Por esse motivo a ideia de uma reescrita histórica tanto em Benjamin, quanto em
Oswald se faz revolucionária, pois ambas levam em conta a necessidade de se rever o discurso
da história para assim possibilitar que o sujeito munido de uma consciência crítica sobre a sua
sociedade consiga modificá-la e impedir que situações bárbaras, que levem a dizimação e
opressão de minorias deixem de ocorrer.
Ao pensarmos nisso, podemos deslocar nossa atenção ao Brasil e pensar na importância
que uma noção histórica alimentada pela ideia do “tempo de agora” assume em um país que
ainda não discute de forma correta a colonização e dizimação dos nativos, nem a escravidão e
toda a dívida existente com os negros escravizados, eventos ocorridos em séculos anteriores e
que ainda ecoam em nosso presente. Um país que sequer consegue reconhecer e tratar da
recente ditadura civil-militar, sendo vista por muitos como objeto apenas da ficção, ou ainda
como uma solução para os problemas atuais da nação.
Notamos que uma visão histórica progressista e linear impede o reconhecimento do
modo como o passado afeta o presente, o que impossibilita uma compreensão profunda dos
problemas nacionais. Talvez seja por isso que as mesmas questões assolem a realidade nacional
desde a invasão portuguesa até os dias de hoje
Por fim, é válido dizer que, infelizmente, o ideário em torno da poética oswaldiana e
das teses benjaminianas a respeito da história como uma constante barbárie continua atual e
relevante para se pensar os nossos tempos, no qual discursos de ódio contra minorias, a
violência, a opressão e comportamentos fascistas se fazem presentes, nos deixando sempre à
beira do caos e contribuindo para que esse amontoado de corpos e de ruínas continue a crescer
infinitamente.

Referências

ANDRADE, Oswald. Pau Brasil. 1 ed. São Paulo: Globo, 1990. 145p.
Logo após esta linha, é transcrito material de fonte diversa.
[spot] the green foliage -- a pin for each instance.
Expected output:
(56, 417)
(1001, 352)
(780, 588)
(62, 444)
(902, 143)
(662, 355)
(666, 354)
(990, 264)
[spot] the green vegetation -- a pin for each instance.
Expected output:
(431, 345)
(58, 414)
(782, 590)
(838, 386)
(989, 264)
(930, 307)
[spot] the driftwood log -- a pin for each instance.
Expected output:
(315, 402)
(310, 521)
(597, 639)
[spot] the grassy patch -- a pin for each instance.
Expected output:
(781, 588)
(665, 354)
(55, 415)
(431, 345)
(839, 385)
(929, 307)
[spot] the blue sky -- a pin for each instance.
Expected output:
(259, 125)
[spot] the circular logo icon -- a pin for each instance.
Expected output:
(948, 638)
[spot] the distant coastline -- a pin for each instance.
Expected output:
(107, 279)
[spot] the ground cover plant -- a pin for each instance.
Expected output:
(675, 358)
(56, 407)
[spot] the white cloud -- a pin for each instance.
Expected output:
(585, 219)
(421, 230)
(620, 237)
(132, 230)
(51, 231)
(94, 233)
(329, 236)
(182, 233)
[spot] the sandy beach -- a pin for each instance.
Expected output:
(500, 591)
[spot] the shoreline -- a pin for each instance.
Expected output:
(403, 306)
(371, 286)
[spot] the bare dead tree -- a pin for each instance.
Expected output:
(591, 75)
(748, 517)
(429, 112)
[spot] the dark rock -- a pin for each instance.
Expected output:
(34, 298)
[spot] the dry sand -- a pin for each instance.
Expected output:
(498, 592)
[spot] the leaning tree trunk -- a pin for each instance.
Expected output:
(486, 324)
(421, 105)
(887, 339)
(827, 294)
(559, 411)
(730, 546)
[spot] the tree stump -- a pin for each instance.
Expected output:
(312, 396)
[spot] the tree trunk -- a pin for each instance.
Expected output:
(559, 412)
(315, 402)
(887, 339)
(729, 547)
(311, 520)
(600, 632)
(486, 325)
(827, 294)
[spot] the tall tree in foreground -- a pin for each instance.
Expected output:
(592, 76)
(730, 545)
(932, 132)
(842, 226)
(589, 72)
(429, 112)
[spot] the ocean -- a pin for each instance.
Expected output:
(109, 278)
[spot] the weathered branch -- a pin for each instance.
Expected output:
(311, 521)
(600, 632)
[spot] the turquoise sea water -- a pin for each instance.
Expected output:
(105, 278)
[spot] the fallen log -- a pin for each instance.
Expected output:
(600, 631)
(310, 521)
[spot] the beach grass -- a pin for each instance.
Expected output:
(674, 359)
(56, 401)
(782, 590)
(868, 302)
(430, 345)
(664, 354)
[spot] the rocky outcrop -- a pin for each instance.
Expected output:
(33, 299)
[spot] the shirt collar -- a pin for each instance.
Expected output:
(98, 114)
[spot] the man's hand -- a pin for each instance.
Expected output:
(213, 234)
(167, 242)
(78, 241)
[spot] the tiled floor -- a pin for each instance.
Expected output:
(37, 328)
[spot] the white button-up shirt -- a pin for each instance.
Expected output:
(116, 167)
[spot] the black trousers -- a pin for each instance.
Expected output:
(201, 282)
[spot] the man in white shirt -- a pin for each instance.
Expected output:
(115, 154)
BENJAMIN, Walter. Sobre o conceito de história. In:_______. O anjo da história. Tradução


de João Barrento. 2. ed. Belo Horizonte: Autêntica Editora, 2016, p. 9 – 20.

BOAVENTURA, Maria Eugenia. Vanguarda antropofágica. São Paulo: Editora Ática, 1985.

CAMPOS, Haroldo. Uma poética da radicalidade. In: ANDRADE, Oswald. Pau-Brasil. 1. ed.
São Paulo: Globo: Secretária de Estado da Cultura, 1990, p. 7 – 59.

FONSECA, Maria Augusta. Ensaio de leitura. In:_______. Por que ler Oswald de Andrade.
São Paulo: Globo, 2008, p. 44 – 134.